Private equity needs additional methods of accessing liquidity. The secondary market continues to be a key innovator of liquidity. Initially, it provided LPs liquidity through purchasing pools of LP interests. Today, the market equally provides GPs with liquidity through “GP-led” and “Buyer-led” transactions. The term “GP-led” refers to continuation funds established by GPs to purchase assets from older funds. From a GP perspective these transactions require significant time and resources. They can also be fraught with potential conflicts requiring careful management. Conversely, “Buyer-led” transactions are straightforward. The term refers to direct purchases where assets are transferred in a privately negotiated transaction. GPs choose this option when they prefer speed, simplicity or discretion over price and structure. Most secondary funds are not equipped to deliver on these qualities given the sellers are often the same GPs they rely on for information advantages. Sweetwater overcomes these hurdles by building domain knowledge internally and establishing external relationships directly with management teams and other syndicate GP investors.

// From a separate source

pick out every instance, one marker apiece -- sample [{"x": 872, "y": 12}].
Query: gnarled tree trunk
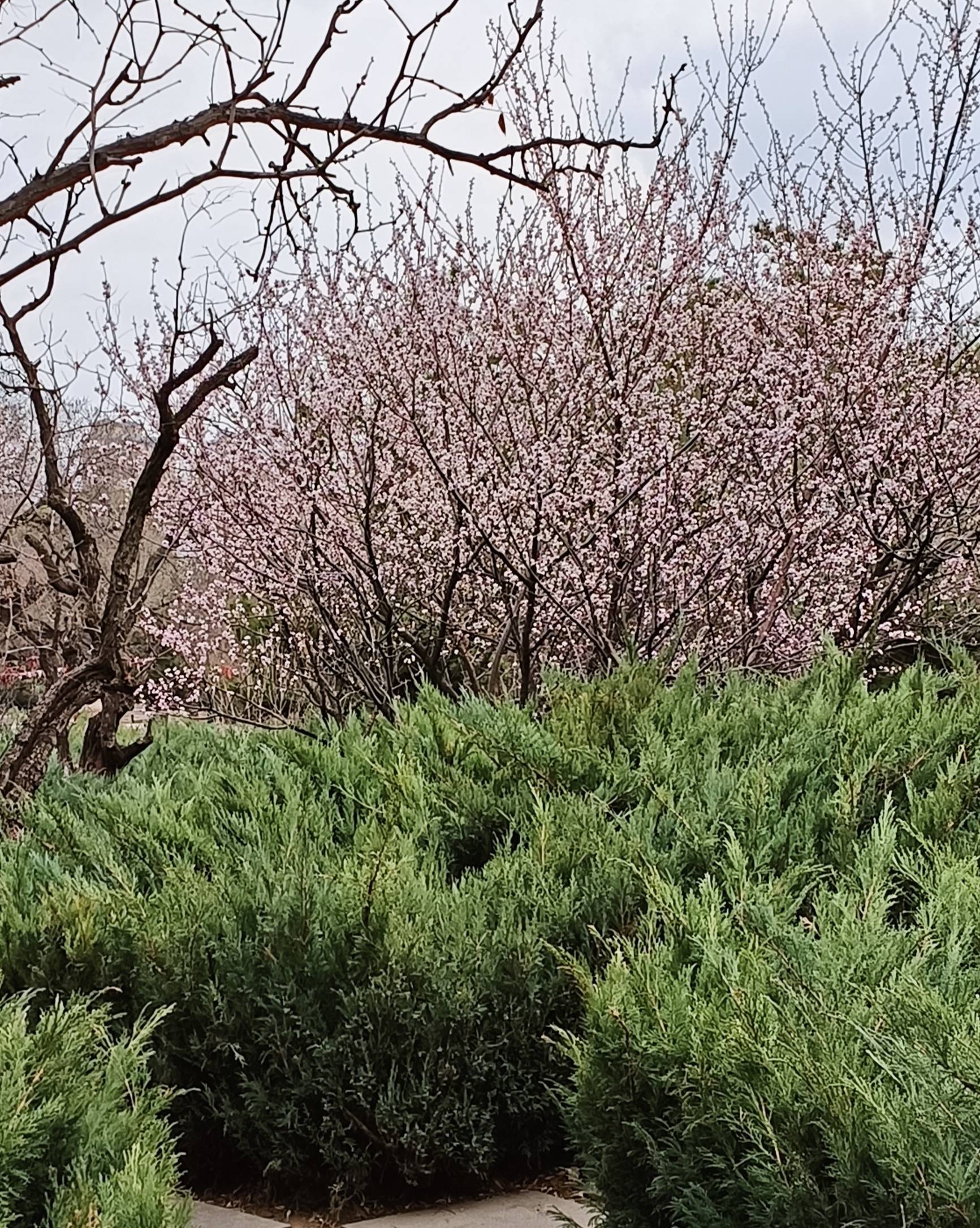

What is your outlook for the sector in which you operate for the coming year and how is your firm best placed to support clients in navigating the environment?

We focus on the small cap market – companies between US $200 million and US $2.0 billion. Small cap companies are facing the same challenges as large cap companies, namely inflation, labor shortages, rising interest rates and though it varies by sector, declining demand. Over the coming year, we expect to see a clearer division between healthy companies and those struggling to deal with these factors. We help our limited partners by identifying and accessing healthy, high-performing companies – while avoiding underperforming companies.

Could any shift or change influence the potential growth in the industry both in a positive or negative way?

The growth of Buyer-led secondaries has created a more robust environment for the private exchange of securities. Private companies are now more accessible for investment than ever. For example, while private companies normally access the primary capital market once every two to three years, our Buyer-led secondary sourcing approach generates new potential investment opportunities every two to three months per target company.

Can you list three key learnings you are passing on to clients in the current environment?

We believe this market will reward three key attributes: patience, selectivity, and diligence. Macroeconomic headwinds will continue to stress companies separating strong business models from weak ones. We believe patience in monitoring companies for several quarters will result in superior asset selection. Our investment team conducts a 120-point diligence process which includes management interviews, customer calls and code reviews. But we also seek to protect capital by diligently seeking multiple sellers, driving larger discounts, and negotiating downside protection.


James Gamett, CPA, CFA, founder & managing partner, Sweetwater Private Equity – Prior to Sweetwater, James Gamett was co-founder & president of Madison Creek Partners, a healthcare services company. While at Madison, he oversaw and completed six acquisitions of 11 healthcare facilities. By the time he left, Madison had reached over one thousand (>1,000) employees and exceeded US $70 million in annual revenues and $10 million in EBITDA. Prior to starting Madison, James was a partner & head of secondaries at StepStone Group, a $14 billion global private capital investment firm. He served on the firm’s Investment Committee. During his private equity career, he has led approximately forty secondary transactions totalling over $1.0 billion in invested capital. He is a CPA and a CFA Charterholder. James holds an MBA from the Anderson School at UCLA and graduated with a BS in Accounting from Brigham Young University with University Honors.